House deposits at their highest point in 14 months as stamp duty reforms kick in

  • December’s average 30.7% deposit was the highest since ‘Help to Buy 2’ began
  • Buyers in the South East and London save the most from stamp duty changes
  • Average stamp duty saving of over £1,300 based on December applications
  • Mortgage applications up 26% year-on-year despite seasonal slowdown

Average house purchase deposits reached a 14 month high in December, according to the National Mortgage Index from Mortgage Advice Bureau – the UK’s best-known broker brand.

Tighter affordability criteria have fuelled the rise by keeping borrowing in check. But the December figures also suggest George Osborne’s December stamp duty reform has helped some buyers by freeing up extra funds for a deposit: allowing them to take on a greater share of the cost of buying a home.

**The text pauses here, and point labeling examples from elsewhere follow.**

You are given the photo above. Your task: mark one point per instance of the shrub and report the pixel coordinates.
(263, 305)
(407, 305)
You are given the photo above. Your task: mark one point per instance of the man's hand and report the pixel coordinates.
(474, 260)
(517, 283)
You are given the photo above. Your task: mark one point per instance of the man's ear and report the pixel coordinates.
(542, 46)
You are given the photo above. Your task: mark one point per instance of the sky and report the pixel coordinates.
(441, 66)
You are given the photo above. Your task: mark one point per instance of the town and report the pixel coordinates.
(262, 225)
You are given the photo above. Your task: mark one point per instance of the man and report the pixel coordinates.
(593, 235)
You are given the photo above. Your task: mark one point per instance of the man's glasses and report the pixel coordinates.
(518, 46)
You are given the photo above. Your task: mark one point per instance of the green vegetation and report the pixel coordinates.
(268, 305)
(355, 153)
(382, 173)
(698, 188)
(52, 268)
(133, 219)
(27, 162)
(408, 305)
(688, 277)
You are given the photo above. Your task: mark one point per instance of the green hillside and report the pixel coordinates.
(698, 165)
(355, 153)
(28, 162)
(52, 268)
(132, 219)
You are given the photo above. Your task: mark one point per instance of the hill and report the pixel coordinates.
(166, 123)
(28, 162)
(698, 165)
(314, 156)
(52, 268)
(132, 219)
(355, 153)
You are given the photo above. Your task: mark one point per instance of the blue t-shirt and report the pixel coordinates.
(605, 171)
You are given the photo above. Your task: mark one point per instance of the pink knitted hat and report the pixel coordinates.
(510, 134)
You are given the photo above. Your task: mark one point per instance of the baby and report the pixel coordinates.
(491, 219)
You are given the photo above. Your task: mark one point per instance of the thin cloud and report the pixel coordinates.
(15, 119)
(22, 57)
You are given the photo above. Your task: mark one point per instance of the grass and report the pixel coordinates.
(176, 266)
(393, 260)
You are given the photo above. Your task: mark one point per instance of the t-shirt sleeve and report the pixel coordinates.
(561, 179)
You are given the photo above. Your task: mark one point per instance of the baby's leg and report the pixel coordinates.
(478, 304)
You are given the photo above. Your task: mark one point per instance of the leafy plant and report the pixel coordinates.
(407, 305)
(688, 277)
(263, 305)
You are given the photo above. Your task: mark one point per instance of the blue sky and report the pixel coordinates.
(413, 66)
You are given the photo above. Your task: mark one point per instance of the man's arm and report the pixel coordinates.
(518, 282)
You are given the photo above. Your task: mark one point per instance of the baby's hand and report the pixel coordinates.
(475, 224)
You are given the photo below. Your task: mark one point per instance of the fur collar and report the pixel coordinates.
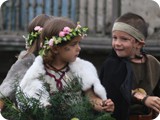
(31, 84)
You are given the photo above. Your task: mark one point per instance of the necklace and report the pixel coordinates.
(58, 80)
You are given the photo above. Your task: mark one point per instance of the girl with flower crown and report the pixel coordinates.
(58, 63)
(25, 59)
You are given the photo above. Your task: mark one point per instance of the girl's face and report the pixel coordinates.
(124, 44)
(70, 51)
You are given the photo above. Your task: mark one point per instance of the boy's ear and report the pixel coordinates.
(142, 43)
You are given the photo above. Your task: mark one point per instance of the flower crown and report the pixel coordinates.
(65, 35)
(31, 37)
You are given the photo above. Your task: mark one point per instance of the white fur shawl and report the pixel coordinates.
(31, 85)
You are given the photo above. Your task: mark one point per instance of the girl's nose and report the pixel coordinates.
(117, 42)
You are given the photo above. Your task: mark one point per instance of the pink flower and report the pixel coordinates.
(66, 29)
(61, 34)
(78, 26)
(50, 42)
(37, 28)
(40, 29)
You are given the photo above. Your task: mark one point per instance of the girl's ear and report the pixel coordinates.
(54, 49)
(140, 44)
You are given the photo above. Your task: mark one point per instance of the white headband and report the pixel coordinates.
(128, 29)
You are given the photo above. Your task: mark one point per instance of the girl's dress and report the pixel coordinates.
(38, 74)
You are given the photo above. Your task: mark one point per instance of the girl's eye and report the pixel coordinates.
(123, 38)
(114, 37)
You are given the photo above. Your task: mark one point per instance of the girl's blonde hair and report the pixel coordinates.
(52, 28)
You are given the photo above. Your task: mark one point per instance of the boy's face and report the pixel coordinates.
(124, 44)
(70, 51)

The typical mortgage applicant’s deposit in December was worth 30.7% of their house purchase price. This is the highest level of deposit recorded since October 2013 when the average was 30.9%.

The same month (October 2013) saw the Help to Buy mortgage guarantee launch, encouraging more lending to people – typically first time buyers – with deposits of just 5%. The average deposit for purchase mortgage applications across the market subsequently dipped as low as 28.2% in March 2014 as more lenders joined the scheme and others launched competing high loan to value (LTV) deals.

Since then, stricter loan criteria under the Mortgage Market Review (MMR) rules have reversed the trend, to such an extent that there have only been two months (September and October 2013) in the last two years where homebuyers contributed more funds towards a house purchase than December’s average 30.7% deposit.

However, the stamp duty changes have handed some advantage back to buyers by providing them with more available funds. December’s average purchase price of £231,487 would only qualify for a £185.13 stamp duty reduction under the new system. But anyone buying a house worth £250,001 paid almost £5,000 (£4,999.98) less since 4 December compared with the old ‘slab’ system.

Average deposits in December were £2,249 (3%) higher than in November at £71,078. This monthly average and rate of increase was the highest seen since May 2014: the first full month where the market operated under the MMR rules.

Brian Murphy, head of lending at Mortgage Advice Bureau, commented:

“December’s stamp duty announcement was an early Christmas present for many aspiring buyers. Having extra funds to put towards a deposit can not only help to limit borrowing commitments and give people more bargaining power. It can also allow access to better mortgage deals at lower LTVs, either at the point of purchase or when it comes to remortgaging at a later date.”

“We are yet to see the extent that stamp duty savings are mirrored in higher asking prices, but after a period where credit conditions were squeezed by the new mortgage rules, this fairer tax regime has certainly fuelled buyer optimism about their purchase prospects for 2015.”

Buyers in the South East benefit most from stamp duty changes

Comparing the average cost of house purchase applications across the country in December, the South East is the region where buyers stood to benefit most from the changes in stamp duty. Under the new system, the typical buyers in the region will save £3,870.50 in stamp duty: 4% of the cost of their deposit.

While London’s typical buyer stood to make a greater saving (£4,593.10) under the new stamp duty system, higher property prices in this region mean this saving is less (just 2%) as a proportion of their deposit.

The average stamp duty saving across regions in December was equivalent to £1,376.11, or £1,054.41 excluding London. In all but two regions (the West Midlands and Wales), the typical buyer stood to save more than £500 under the new system.

The stamp duty changes also helped to keep mortgage applications buoyant in December, despite the traditional seasonal slowdown. Total applications fell by 28% from November, but were still up by more than a quarter (26%) year-on-year.

Brian Murphy, head of lending at Mortgage Advice Bureau, commented:

“The mortgage market has come through a potentially turbulent year intact with good growth prospects for 2015. However, the shift in lending criteria has had a noticeable effect on the shape of the market, particularly at the margins where affordability is most stretched.”

“The changes mean the market can grow on a surer footing, and we now have a more sensible approach to stamp duty in place. However, there are still regional pressures and we mustn’t forget the vital support needed by less affluent buyers. Many can still reasonably afford to support a loan even if they have a smaller deposit, so it is encouraging to see a steady stream of new products appearing since the turn of the year.”

“It’s likely that we’ll see a further adjustment in 2015 as lenders get more comfortable operating under the MMR and continue offering prudent loans to a broad range of consumers.”